Stephanie Hansen

  • Webinar recorded on Mon 9th June, 2014
  • 1 hours 4 mins
  • No Comments

Trace minerals are essential to many biological processes in the animal, including growth, reproduction, and immune function. For example copper, manganese, selenium, and zinc function in enzymes supporting antioxidant capacity of the animal such as superoxide dismutase and glutathione peroxidase. In many areas of South Africa soils contain low concentrations of these trace minerals and some areas have soil with high concentrations of antagonists such as calcium or iron, which are known to decrease availability of zinc and manganese.

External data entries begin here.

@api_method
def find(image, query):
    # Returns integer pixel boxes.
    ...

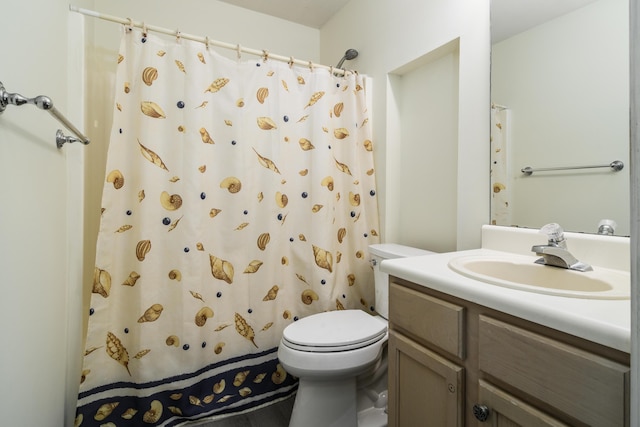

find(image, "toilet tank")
[369,243,434,319]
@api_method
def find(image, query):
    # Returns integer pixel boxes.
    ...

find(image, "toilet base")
[289,378,358,427]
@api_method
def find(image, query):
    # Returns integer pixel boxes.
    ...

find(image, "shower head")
[336,49,358,68]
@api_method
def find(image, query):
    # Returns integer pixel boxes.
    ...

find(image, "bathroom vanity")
[381,227,630,427]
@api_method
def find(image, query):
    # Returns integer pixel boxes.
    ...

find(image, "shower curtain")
[76,28,379,426]
[491,105,511,226]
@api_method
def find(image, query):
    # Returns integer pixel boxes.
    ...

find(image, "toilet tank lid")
[369,243,434,259]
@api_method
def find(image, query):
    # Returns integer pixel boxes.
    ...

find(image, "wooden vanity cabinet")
[389,278,630,427]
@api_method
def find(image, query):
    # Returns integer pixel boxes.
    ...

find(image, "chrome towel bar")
[0,82,90,148]
[520,160,624,176]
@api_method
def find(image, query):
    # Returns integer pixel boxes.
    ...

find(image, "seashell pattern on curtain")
[491,106,512,226]
[76,29,379,426]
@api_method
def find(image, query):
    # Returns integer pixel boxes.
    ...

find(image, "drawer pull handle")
[473,403,489,423]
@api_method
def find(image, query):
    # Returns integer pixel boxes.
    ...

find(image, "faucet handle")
[540,222,567,248]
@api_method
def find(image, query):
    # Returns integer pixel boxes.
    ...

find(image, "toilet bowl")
[278,244,431,427]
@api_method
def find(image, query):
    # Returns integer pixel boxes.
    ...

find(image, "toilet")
[278,243,432,427]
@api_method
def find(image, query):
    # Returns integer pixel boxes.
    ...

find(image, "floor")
[198,395,295,427]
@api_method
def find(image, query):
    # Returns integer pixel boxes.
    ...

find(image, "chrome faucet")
[531,223,593,271]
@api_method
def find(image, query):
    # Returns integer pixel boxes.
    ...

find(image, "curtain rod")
[69,4,347,75]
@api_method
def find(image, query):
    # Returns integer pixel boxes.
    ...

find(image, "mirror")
[491,0,630,236]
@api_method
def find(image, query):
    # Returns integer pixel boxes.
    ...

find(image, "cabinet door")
[474,380,568,427]
[389,331,464,427]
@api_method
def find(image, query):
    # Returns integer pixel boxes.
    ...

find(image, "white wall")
[321,0,490,250]
[0,0,90,427]
[492,0,629,235]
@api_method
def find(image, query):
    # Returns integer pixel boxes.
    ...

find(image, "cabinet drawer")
[389,282,465,359]
[479,316,629,427]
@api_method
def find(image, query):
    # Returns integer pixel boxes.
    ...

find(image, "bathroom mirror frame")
[491,0,630,236]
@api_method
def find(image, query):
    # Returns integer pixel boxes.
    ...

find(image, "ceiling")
[221,0,596,43]
[221,0,350,28]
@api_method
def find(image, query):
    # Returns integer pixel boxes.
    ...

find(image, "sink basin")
[449,255,630,299]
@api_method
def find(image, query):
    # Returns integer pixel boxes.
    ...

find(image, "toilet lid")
[282,310,387,352]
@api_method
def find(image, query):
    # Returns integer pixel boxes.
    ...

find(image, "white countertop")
[380,249,631,353]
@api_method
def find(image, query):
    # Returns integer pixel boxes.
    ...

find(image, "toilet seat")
[282,310,387,353]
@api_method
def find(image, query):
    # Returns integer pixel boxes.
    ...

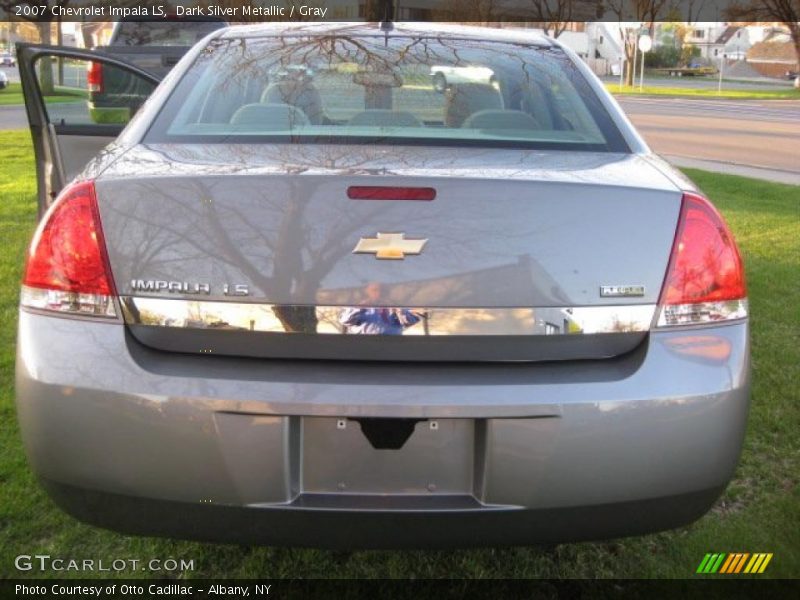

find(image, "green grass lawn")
[606,82,800,100]
[0,131,800,578]
[0,83,87,106]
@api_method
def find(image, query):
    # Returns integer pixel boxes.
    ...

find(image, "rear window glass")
[111,20,225,46]
[145,34,628,152]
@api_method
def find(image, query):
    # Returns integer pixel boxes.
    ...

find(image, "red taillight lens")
[86,62,103,94]
[347,185,436,201]
[22,181,114,316]
[659,193,747,325]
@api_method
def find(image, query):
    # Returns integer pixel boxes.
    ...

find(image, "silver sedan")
[17,24,750,548]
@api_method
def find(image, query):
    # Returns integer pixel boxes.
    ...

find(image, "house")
[747,30,798,77]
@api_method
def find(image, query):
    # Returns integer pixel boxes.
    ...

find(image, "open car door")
[17,44,160,217]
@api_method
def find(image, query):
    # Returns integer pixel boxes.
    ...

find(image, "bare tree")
[727,0,800,70]
[530,0,577,38]
[606,0,669,85]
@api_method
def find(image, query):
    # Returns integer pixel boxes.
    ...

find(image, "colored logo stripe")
[697,552,772,575]
[697,553,725,573]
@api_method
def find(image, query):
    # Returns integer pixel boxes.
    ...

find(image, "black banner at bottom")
[0,577,800,600]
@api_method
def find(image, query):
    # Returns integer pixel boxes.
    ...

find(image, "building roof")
[747,42,797,62]
[715,25,741,44]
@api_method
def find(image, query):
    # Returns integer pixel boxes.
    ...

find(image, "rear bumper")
[17,311,749,547]
[42,480,722,549]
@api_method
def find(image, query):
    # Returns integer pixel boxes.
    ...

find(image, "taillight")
[86,62,103,94]
[347,185,436,201]
[658,193,747,327]
[20,181,116,317]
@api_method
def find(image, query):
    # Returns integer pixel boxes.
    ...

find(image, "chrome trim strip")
[120,296,656,336]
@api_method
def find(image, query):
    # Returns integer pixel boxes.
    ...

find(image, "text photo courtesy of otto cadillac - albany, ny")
[0,0,800,598]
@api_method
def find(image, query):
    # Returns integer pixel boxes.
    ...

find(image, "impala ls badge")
[600,285,644,298]
[353,233,428,260]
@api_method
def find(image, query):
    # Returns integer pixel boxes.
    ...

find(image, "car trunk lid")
[97,145,681,360]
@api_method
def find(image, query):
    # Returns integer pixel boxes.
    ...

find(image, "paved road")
[600,73,793,92]
[618,97,800,178]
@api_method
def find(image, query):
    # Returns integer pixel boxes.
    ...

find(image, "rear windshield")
[145,34,628,152]
[111,19,225,46]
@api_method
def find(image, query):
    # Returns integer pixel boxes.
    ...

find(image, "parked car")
[430,65,497,93]
[86,17,226,123]
[16,23,750,548]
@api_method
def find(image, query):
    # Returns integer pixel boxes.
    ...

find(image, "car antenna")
[379,0,394,46]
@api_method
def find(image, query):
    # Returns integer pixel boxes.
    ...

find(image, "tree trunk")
[625,41,636,86]
[38,21,55,96]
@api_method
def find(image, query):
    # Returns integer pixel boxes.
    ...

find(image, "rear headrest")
[462,109,541,129]
[261,80,323,125]
[348,108,424,127]
[444,83,504,127]
[230,104,310,131]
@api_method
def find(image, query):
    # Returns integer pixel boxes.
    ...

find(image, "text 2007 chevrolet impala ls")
[17,23,750,548]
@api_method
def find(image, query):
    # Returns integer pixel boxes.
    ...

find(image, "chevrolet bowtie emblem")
[353,233,428,260]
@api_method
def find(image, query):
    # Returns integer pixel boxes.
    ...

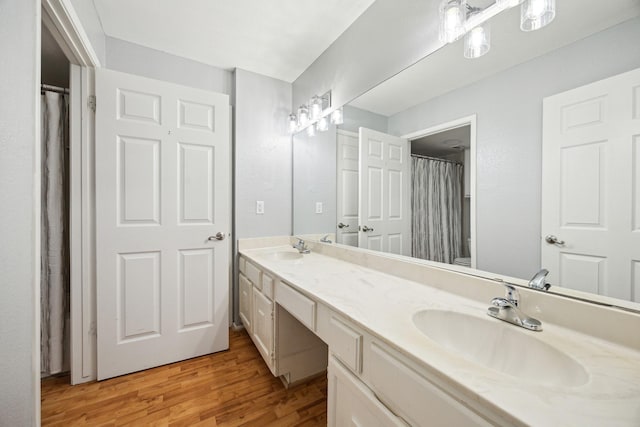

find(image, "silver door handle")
[544,234,564,246]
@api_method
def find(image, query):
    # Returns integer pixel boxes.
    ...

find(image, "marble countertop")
[240,246,640,426]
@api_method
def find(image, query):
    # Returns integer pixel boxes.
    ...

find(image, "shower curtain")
[40,92,69,376]
[411,157,463,264]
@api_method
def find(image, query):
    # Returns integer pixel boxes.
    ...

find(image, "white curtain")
[411,157,463,264]
[40,92,69,376]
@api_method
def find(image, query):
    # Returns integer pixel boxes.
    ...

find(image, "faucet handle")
[504,284,520,307]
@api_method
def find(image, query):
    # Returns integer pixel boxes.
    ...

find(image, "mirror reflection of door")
[358,127,411,256]
[336,130,360,247]
[541,69,640,302]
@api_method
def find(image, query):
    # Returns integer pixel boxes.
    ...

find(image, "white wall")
[71,0,106,66]
[234,69,292,239]
[293,125,337,235]
[338,105,389,133]
[0,0,40,427]
[293,0,442,112]
[389,19,640,279]
[105,36,232,95]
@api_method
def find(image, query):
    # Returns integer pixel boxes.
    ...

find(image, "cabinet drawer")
[327,357,406,427]
[262,273,274,301]
[238,256,247,274]
[276,282,316,331]
[244,261,262,290]
[327,314,362,374]
[366,343,491,426]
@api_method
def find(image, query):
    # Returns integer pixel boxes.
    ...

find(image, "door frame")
[42,0,101,384]
[401,114,478,268]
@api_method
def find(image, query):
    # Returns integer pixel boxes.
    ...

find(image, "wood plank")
[41,330,327,427]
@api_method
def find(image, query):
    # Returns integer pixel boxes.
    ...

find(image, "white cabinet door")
[336,130,360,247]
[358,128,411,255]
[252,289,273,370]
[95,69,231,379]
[541,69,640,302]
[327,357,406,427]
[238,274,253,334]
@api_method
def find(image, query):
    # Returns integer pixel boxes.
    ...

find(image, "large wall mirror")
[293,0,640,309]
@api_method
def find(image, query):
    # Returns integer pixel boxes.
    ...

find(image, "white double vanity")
[238,237,640,426]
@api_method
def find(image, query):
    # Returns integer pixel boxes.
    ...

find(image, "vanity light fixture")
[289,91,332,136]
[439,0,556,58]
[316,116,329,132]
[307,123,316,136]
[298,105,309,127]
[464,9,491,59]
[289,114,298,133]
[331,107,344,125]
[311,95,322,120]
[520,0,556,31]
[439,0,467,43]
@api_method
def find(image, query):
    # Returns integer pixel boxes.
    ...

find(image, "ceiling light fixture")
[464,9,491,59]
[439,0,556,58]
[289,91,334,136]
[520,0,556,31]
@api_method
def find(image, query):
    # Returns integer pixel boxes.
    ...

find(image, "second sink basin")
[413,310,589,387]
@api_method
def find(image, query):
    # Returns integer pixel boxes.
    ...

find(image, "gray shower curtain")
[40,92,69,376]
[411,157,463,264]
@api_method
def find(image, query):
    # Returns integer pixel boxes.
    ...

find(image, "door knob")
[207,231,224,241]
[544,234,564,246]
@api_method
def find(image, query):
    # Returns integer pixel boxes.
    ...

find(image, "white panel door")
[253,288,274,369]
[358,128,411,255]
[336,130,360,247]
[542,69,640,302]
[96,69,231,379]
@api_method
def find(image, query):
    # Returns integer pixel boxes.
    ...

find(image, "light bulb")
[298,105,309,126]
[331,108,344,125]
[311,95,322,120]
[439,0,467,43]
[464,22,491,58]
[307,123,316,136]
[520,0,556,31]
[289,114,298,133]
[318,116,329,132]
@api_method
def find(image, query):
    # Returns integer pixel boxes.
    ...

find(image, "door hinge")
[87,95,96,113]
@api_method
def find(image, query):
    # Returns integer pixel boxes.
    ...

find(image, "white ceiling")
[350,0,640,116]
[95,0,374,82]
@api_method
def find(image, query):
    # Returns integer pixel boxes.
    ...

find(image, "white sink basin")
[413,310,589,387]
[264,251,302,261]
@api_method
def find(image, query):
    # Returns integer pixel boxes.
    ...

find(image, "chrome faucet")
[487,285,542,331]
[293,239,311,254]
[529,268,551,291]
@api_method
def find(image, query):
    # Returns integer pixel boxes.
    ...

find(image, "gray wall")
[0,0,40,427]
[389,19,640,278]
[292,0,442,112]
[105,36,232,95]
[234,69,291,239]
[293,125,337,235]
[71,0,106,67]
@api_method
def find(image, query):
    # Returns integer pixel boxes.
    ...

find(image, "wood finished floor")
[42,331,327,426]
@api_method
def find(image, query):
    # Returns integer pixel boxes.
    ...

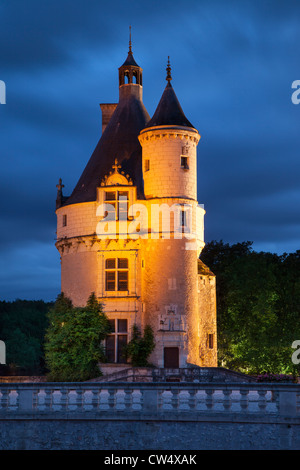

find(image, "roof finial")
[166,55,172,83]
[129,25,132,54]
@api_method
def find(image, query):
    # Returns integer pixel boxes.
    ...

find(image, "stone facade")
[56,43,217,367]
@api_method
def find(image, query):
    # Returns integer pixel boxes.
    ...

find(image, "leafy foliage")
[201,241,300,374]
[0,300,53,374]
[125,324,155,367]
[45,293,110,382]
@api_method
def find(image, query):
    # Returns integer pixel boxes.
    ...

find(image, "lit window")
[180,156,189,170]
[105,191,128,220]
[105,258,128,291]
[180,209,187,227]
[105,319,128,364]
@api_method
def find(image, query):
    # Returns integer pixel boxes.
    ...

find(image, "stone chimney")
[100,103,118,134]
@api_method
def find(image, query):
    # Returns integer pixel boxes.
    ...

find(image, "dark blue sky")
[0,0,300,300]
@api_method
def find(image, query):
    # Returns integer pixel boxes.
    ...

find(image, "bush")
[45,293,110,382]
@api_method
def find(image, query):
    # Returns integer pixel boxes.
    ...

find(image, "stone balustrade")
[0,382,300,420]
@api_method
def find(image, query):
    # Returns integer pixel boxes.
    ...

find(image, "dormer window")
[105,191,128,220]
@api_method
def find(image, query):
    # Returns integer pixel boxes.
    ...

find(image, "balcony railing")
[0,382,300,420]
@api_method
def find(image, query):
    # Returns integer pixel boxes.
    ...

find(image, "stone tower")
[56,40,217,368]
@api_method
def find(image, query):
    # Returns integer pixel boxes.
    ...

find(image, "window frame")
[105,318,129,364]
[104,258,129,292]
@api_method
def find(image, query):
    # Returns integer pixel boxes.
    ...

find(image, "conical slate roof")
[66,95,150,204]
[121,51,139,67]
[146,81,194,128]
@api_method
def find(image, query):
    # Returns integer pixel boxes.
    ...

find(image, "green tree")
[124,324,155,367]
[45,293,110,382]
[0,299,53,374]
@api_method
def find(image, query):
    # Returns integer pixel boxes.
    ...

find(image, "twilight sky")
[0,0,300,300]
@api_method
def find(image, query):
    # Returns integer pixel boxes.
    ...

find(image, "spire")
[166,55,172,86]
[119,26,142,87]
[146,60,194,128]
[128,26,132,54]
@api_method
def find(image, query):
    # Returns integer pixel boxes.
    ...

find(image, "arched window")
[124,70,130,84]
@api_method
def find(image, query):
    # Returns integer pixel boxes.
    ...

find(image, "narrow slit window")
[180,157,189,170]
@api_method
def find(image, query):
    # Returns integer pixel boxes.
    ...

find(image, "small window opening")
[180,157,189,170]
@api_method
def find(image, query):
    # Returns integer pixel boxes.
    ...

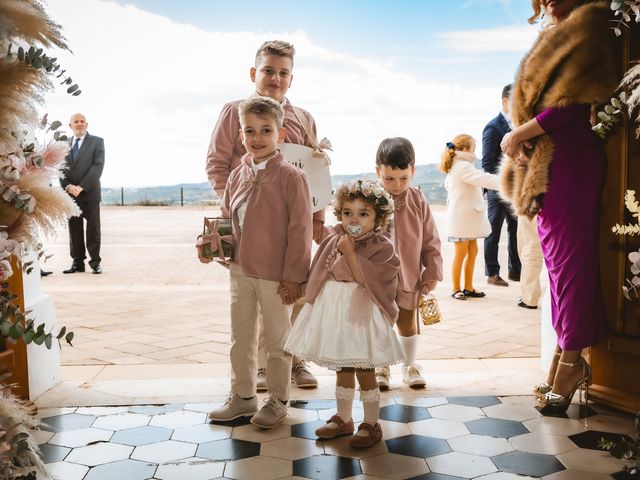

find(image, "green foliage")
[591,92,627,138]
[7,44,82,97]
[598,412,640,475]
[0,283,74,350]
[611,0,640,37]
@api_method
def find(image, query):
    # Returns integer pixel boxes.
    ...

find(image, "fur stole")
[500,2,620,217]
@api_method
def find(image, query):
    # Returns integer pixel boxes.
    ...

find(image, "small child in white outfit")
[285,180,404,448]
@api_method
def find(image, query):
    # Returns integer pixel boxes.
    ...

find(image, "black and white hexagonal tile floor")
[34,393,634,480]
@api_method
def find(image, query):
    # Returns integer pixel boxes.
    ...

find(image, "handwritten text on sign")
[278,143,331,212]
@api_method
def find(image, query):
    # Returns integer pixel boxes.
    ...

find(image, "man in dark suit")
[60,113,104,274]
[482,85,521,287]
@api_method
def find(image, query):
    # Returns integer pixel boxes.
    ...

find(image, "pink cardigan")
[393,187,442,310]
[207,92,324,230]
[222,153,312,283]
[207,93,316,192]
[305,225,400,324]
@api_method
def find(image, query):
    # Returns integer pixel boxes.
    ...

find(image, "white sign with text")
[278,143,331,212]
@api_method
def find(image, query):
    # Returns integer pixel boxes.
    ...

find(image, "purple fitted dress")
[536,105,607,350]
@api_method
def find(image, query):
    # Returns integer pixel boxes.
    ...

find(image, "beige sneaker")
[402,365,427,388]
[256,368,267,392]
[291,360,318,388]
[376,367,391,390]
[349,422,382,448]
[209,393,258,422]
[251,397,287,428]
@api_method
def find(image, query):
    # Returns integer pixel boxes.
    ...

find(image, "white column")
[23,252,60,400]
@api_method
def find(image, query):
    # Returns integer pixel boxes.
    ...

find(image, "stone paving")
[42,206,540,366]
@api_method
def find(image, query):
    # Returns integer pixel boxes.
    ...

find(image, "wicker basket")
[202,217,233,260]
[418,293,442,325]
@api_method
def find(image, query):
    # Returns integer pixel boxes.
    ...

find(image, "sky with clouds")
[46,0,537,187]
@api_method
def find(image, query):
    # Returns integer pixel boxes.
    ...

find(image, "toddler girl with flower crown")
[285,180,404,448]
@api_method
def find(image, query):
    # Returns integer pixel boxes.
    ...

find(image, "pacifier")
[347,225,362,235]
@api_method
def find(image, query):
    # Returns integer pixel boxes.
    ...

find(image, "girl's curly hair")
[333,180,394,231]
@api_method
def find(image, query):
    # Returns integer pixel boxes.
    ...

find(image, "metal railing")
[102,187,220,207]
[102,183,447,207]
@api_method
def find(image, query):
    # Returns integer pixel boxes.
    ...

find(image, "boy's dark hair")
[238,96,284,128]
[255,40,296,67]
[376,137,416,170]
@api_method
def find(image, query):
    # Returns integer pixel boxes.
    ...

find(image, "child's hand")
[337,233,356,255]
[196,235,213,263]
[420,280,438,294]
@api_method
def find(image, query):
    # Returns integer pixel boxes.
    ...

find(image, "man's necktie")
[71,138,80,161]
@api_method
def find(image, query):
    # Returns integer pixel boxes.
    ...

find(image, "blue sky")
[118,0,533,85]
[47,0,537,187]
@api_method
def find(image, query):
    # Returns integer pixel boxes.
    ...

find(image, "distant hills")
[331,163,444,187]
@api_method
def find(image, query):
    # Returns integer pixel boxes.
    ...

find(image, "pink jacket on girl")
[305,225,400,325]
[222,152,313,283]
[393,187,442,310]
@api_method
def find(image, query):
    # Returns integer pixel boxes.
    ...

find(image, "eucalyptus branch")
[611,0,640,37]
[0,283,74,349]
[7,43,82,97]
[591,91,627,138]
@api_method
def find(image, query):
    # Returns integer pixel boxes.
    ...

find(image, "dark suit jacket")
[482,113,511,173]
[60,133,104,202]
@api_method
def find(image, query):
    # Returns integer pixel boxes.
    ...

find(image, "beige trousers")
[258,297,305,368]
[518,216,542,306]
[229,263,291,400]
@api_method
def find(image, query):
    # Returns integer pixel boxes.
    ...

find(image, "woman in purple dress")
[501,0,619,412]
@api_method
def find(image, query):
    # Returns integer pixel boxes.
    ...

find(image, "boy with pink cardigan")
[209,97,312,428]
[206,40,324,391]
[376,137,442,390]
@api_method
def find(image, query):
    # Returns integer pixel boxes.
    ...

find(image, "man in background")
[482,84,521,287]
[60,113,104,274]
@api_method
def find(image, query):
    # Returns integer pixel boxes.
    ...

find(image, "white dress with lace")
[285,279,404,370]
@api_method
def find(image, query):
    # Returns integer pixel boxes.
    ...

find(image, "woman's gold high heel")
[538,357,591,413]
[533,352,562,399]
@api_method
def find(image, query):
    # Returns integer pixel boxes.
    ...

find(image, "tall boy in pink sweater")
[209,97,313,428]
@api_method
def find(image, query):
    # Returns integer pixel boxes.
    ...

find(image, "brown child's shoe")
[316,415,354,440]
[349,422,382,448]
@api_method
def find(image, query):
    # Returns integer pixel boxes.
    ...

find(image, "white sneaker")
[402,365,427,388]
[376,367,391,390]
[209,393,258,422]
[251,397,287,428]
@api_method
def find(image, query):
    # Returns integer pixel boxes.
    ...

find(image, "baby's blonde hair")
[439,133,476,173]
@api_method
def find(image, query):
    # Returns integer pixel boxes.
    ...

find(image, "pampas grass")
[0,388,51,480]
[0,62,51,148]
[0,0,68,51]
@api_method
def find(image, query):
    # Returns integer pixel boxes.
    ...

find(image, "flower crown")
[336,180,393,213]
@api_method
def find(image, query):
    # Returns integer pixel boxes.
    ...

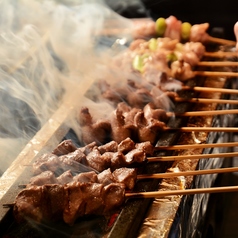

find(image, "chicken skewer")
[125,186,238,198]
[133,16,236,46]
[173,97,238,104]
[147,152,238,162]
[4,179,238,225]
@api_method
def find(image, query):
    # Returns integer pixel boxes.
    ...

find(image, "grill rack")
[0,40,237,238]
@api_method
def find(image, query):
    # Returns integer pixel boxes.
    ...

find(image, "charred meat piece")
[111,151,126,171]
[118,137,135,154]
[13,184,65,222]
[135,141,154,156]
[78,141,97,155]
[57,170,73,185]
[73,171,98,183]
[86,148,110,172]
[111,109,136,143]
[135,110,165,144]
[98,141,118,154]
[59,149,86,163]
[52,139,77,156]
[79,107,111,145]
[125,149,146,167]
[103,183,125,214]
[32,154,59,175]
[97,169,115,186]
[30,171,58,186]
[80,183,104,215]
[112,168,137,190]
[63,183,86,225]
[143,102,169,122]
[13,186,44,222]
[13,182,125,225]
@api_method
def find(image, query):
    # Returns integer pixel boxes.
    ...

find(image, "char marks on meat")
[52,139,77,156]
[13,182,125,225]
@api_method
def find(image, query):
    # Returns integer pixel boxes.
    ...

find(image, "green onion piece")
[149,38,158,51]
[181,22,192,40]
[132,55,144,73]
[155,17,166,37]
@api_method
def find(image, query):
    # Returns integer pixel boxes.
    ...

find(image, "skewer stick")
[137,167,238,179]
[207,35,236,46]
[174,97,238,104]
[182,86,238,94]
[163,126,238,132]
[203,51,238,58]
[196,61,238,67]
[193,71,238,77]
[166,109,238,117]
[147,152,238,162]
[3,186,238,208]
[154,142,238,151]
[125,186,238,198]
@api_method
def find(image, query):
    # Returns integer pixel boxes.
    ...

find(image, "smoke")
[0,0,136,175]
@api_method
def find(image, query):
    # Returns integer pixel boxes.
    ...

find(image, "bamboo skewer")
[203,51,238,58]
[182,86,238,94]
[147,152,238,162]
[193,71,238,77]
[196,61,238,67]
[137,167,238,179]
[174,97,238,104]
[207,35,236,46]
[2,183,238,208]
[125,186,238,198]
[162,127,238,132]
[154,142,238,151]
[166,109,238,117]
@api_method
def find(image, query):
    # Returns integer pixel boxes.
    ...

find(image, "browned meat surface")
[125,149,146,167]
[13,182,125,225]
[143,102,169,122]
[135,110,165,144]
[73,171,98,183]
[57,170,73,185]
[112,168,137,190]
[30,171,58,186]
[78,141,97,155]
[97,169,115,186]
[103,183,125,214]
[59,149,86,163]
[118,137,135,154]
[79,107,111,145]
[52,139,77,156]
[111,151,126,170]
[111,109,135,143]
[80,183,104,215]
[86,149,110,172]
[135,141,154,156]
[13,186,44,222]
[32,154,59,175]
[98,141,118,154]
[63,183,86,225]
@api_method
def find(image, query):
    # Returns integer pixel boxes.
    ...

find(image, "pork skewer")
[182,86,238,94]
[133,16,236,46]
[125,186,238,198]
[147,152,238,162]
[137,167,238,179]
[5,183,238,225]
[154,142,238,151]
[173,97,238,104]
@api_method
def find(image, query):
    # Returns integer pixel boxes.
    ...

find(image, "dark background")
[106,0,238,40]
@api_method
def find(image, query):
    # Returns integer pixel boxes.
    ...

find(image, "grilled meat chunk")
[52,139,77,156]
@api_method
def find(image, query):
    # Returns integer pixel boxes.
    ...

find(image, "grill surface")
[0,43,238,238]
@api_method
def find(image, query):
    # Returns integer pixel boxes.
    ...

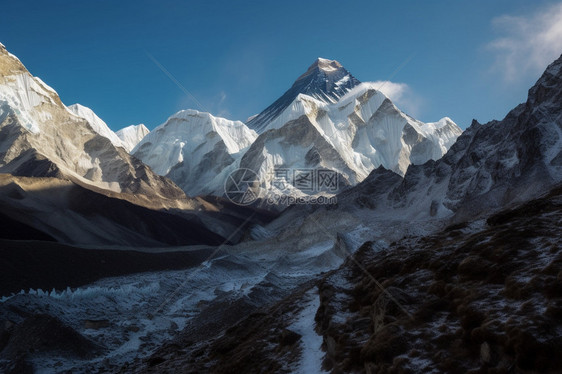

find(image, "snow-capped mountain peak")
[247,57,361,133]
[115,123,150,152]
[131,109,257,195]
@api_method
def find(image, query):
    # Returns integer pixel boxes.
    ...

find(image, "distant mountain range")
[131,58,462,197]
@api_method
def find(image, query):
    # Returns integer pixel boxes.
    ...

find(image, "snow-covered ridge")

Additionally, consumption of sulfur as a result of environmental contamination may decrease intestinal absorption of all of these trace minerals, resulting in deficiency. Supplementing trace minerals through oral or injectable means is important to maintain trace mineral status of the ruminant, as trace mineral deficient ruminants may have poor reproductive success, increased susceptibility to disease, lesser growth rates, and decreased carcass value at slaughter. This paper will address the return on investment of trace mineral supplementation of beef and dairy cattle for the farmer and veterinarian using data collected from several studies conducted across the United States. Specifically, the economic value of the following will be discussed:

1) increased weaning weights because of earlier calving due to improved response to artificial insemination,

2) decreased need for treatment of sick cattle during a background/stocker period,

3) increased carcass value due to increased meat quality (marbling score), and

4) increased milk sales values because of decreased somatic cell counts. Adequate trace mineral supplementation may provide a significant return on investment for the cattle farmer and veterinarian because of these demonstrated responses.